Thursday, April 29, 2010

"What is holding up a peace agreement?"

Shalom All,

It has been asked, "What is holding up a peace agreement?"

The primary problem is the definition of "settlement." The Arab League considers ISRAEL a settlement. The UN sees no difference between the Western Wall, Gilo, Ariel and tiny outposts in the middle of Palestinian fields in the West Bank. All are on the other side of the green line.

The secondary problem is that Israel considers the 1949 border to be an ARMISTICE LINE rather than a PERMANENT border. Hence, it feels that it is perfectly appropriate to change that border under new circumstances. The US in arguing on UNSC 242 and 338 basically argued the fact that the 1949 border was unstable and that Israel would NOT be expected to return to it.

A third problem is that a Palestinian state was never created. There was a plan for it that was overridden by the recognition of Israel's borders in 1948-1949. Why? Because Israel's recognized border at that time was not in accord with the proposal. There actually is no currently valid boundary of Palestinian territory, only an absence of recognition of expanded Israeli territory.

A fourth problem is connected to the third, namely that the US OFFICIALLY considers ALL OF JERUSALEM to be an INTERNATIONAL CITY as was intended prior to the creation of Israel. This is RIDICULOUS!!! But is the declared reason why the US embassy was never moved to WEST Jerusalem pre-1967, much less to a unified Jerusalem post-1967. Obviously, pressure from the Arab states may have played a SMALL part in that as well.

A fifth problem is that Israel has no reason to fight against its radicals about settling territory when it knows full well that it could withdraw if it wished. The Palestinians also know that in any peace deal Israel will withdraw and cede territory, so to complain about settlement in any form in any place actually distracts from the primary issues.

The primary issues are these: JERUSALEM and control of the Holy Basin in particular, border control both with Israel and with Jordan and Egypt, and a demilitarized Palestinian state. Compensation for lost property will be done through restitution. Neither Israel nor a future Palestinian state could possibly absorb any significant number of Palestinian refugees (Israel because it would threaten the Jewish nature of the state and the PA because it cannot support its current population, much less tens of thousands more people) and therefore that is not really an issue BETWEEN THEM, but primarily one between the UN and the Arab League which will have to agree on absorption of refugees. Land swaps are relatively easily accomplished by comparison.

Everybody knows this and in spite of criticism of Israel, the Obama Administration seems to be in agreement with them as well. Those who oppose what is above, primarily, are those who want to see the ultimate demise of the Jewish state or equally absurd, a Jewish state controlling all of the land that either denies hundreds of thousands of Palestinians any rights of citizenship or expels them. Neither of these are realistic possibilities, much less good ones. Where the Administration is wrong in my mind is in the belief that the Palestinians and Arab League are ready or, more accurately, MIGHT BE ready to deal with the POSSIBLE solutions to the conflict and that forcing Israel to make symbolic concessions will have any effect upon that readiness.

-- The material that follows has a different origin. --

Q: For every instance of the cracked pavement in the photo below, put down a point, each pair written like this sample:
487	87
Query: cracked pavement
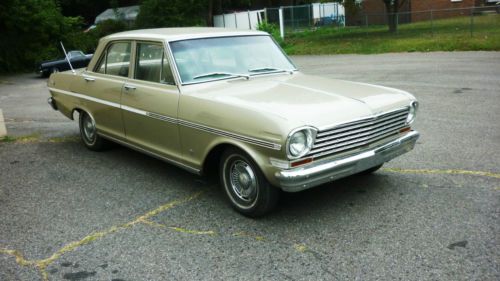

The possibility that it would be of benefit to the US as it deals with the Muslim world not to have continued conflict between a close US ally and the Arab world is a problem that is IRRELEVANT to the pursuit of the solution to the conflict at this point because the basic solution has already been reached. It has simply failed to be accepted by one of the sides in the dispute. The US cannot pressure Israel to concede on any of the major issues because Israel would not be able to comply. It cannot pressure the Palestinians to concede or impose the obvious solution because it would anger the Arab world. The Arab leaders, for the most part, see the solution too, but cannot advocate for it because it would upset the ignorant masses. Hence, the conflict continues.

The argument that the status quo cannot continue is simply wrong. Not only can it, but it will, unless a better alternative is presented and one or both sides choose to pursue it. The fact that they are not is in and of itself evidence that the alternatives present now are not better than the status quo for them. A bad peace agreement can be far worse than the status quo. The obvious solution is one in which the Israelis gain from the 1949 armistice position and the Arab League and Palestinians lose. They don't want to accept that, so the suffering continues in the hope that someday what is unreasonable will be forced upon Israel. Their current hope is that Boycott-Divestment-Sanctions programs will achieve that because military action has failed repeatedly.